While I certainly agree that nothing can be proven to another and only that which we experience do we usually accept as true reality. The problem is that most people think in terms of the deductive true or false dichotomy, and that’s not the way the world works. Rather, we have to think and live in terms of probabilities. Gravity may not always be the case, but I operate in my everyday life as it it’s functioning, and so far my behavior has worked for me. Although that’s an extreme example, it illustrates the idea. While I can’t disprove the existence of any god, similarly, I can’t demonstrate its existence. Further, I can’t find any situation where the existence or the effect of any god has been shown. As such, introduction of such a concept just adds unnecessary and often destructive complications.
While they may introduce all sorts of philosophical ideas, it would seem to me that a weakness in their argument is whether they can demonstrate where not applying any of them will cause me to be less effective in my behavior.
This may not respond to all of presupposition, but does it apply at all?

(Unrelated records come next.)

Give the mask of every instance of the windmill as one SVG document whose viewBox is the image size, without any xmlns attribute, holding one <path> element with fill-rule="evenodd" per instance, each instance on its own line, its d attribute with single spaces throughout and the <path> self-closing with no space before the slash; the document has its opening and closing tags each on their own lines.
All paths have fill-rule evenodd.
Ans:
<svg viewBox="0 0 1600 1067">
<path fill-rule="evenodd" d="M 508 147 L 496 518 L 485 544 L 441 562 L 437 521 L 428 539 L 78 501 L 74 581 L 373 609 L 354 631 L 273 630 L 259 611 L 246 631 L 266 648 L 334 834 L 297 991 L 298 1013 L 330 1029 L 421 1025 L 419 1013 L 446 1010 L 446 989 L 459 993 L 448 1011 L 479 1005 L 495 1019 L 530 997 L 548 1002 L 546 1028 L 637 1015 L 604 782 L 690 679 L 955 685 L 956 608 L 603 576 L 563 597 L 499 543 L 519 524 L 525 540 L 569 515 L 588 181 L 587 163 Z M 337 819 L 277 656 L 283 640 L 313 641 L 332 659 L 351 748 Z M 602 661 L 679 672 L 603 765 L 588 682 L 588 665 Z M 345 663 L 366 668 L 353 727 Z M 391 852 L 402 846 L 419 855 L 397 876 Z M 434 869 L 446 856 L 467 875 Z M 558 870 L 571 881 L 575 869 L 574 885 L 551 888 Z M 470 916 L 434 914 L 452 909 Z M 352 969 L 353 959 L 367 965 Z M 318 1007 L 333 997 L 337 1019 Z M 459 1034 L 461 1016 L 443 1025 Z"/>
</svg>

I can think of ways that a skilled presuppositional apologist would answer your objection, but I’d rather not get into that. If I answer objections like this to show that there is more to presuppositional apologetics than it seems on the surface, then I will be put in the position of defending it. And then I will look to everyone like I am one of them. That’s how the fighting and bitterness started at other atheist sites.
If this is something you’re interested in, I can post links for you to the best resources on the internet for what it’s all about. That would be better than trying to talk to apologists themselves, because a lot of the mechanics behind this method are usually left out of discussions and debates.